By Cyril Tuohy
Using more finely tuned approaches to customer segmentation remains an untapped opportunity for many advisors, new research shows.
A survey of 391 advisors has found that only 14 percent of respondents segment their clients based on personal attributes, and only 2 percent segment on the basis of clients’ investment goals.
“These statistics demonstrate that advisors frequently segment by what is important to them, not their clients,” John Anderson, head of SEI Practice Management Solutions with the SEI Advisor Network, said in a news release.
Despite the existence of more finely tuned segmentation buckets, 32 percent of advisors segment their clients based on investible assets, and 19 percent segment their clients on the basis of the amount of revenue a client generates for the advisory, the SEI study found.
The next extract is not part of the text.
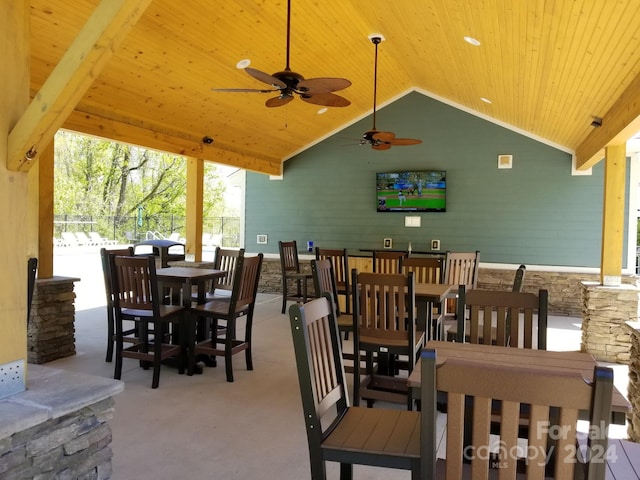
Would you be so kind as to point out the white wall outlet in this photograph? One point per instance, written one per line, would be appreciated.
(412, 221)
The SEI survey, published this month, also found that advisors want to narrow their focus. The survey found 37 percent of advisors have a general idea of the audience they want to target, and 30 percent have a specific idea of the people they want to target.
Assets under management and revenue are only two of the most popular buckets by which to segment clients. Clients can also be grouped on the basis of influence, referral activity and the amount of time required to service a client.
In a separate study released earlier this year by the Financial Planning Association’s Research & Practice Institute, 71 percent of the 411 advisors polled said they segment their clients. Of that group, 44 percent update segmentation ratings on a consistent schedule, the survey found.
Segmentation strategies allow advisors to tier services with the goal of generating more revenue per client.
The Financial Planning Association survey found that 82 percent of advisors who segment their clients also tier their service levels.
Advisors who segment and tier their services have face-to-face meetings, on average, 2.9 times a year with top clients, 1.6 times a year with mid-level clients and only 0.7 times a year with low-priority clients, the Research & Practice Institute found.
These advisors also held other forms of client reviews, turning to telephone and Web-based channels, for example, an average of five times a year with top clients, 4.4 times a year with average clients, and 1.6 times a year with low-priority clients, the Research & Practice Institute survey found.
By contrast, advisors who do not segment or tier their services have face-to-face meetings twice a year on average.
Advisors who don’t segment use other forms of review with clients three times a year, on average, the RPI survey found.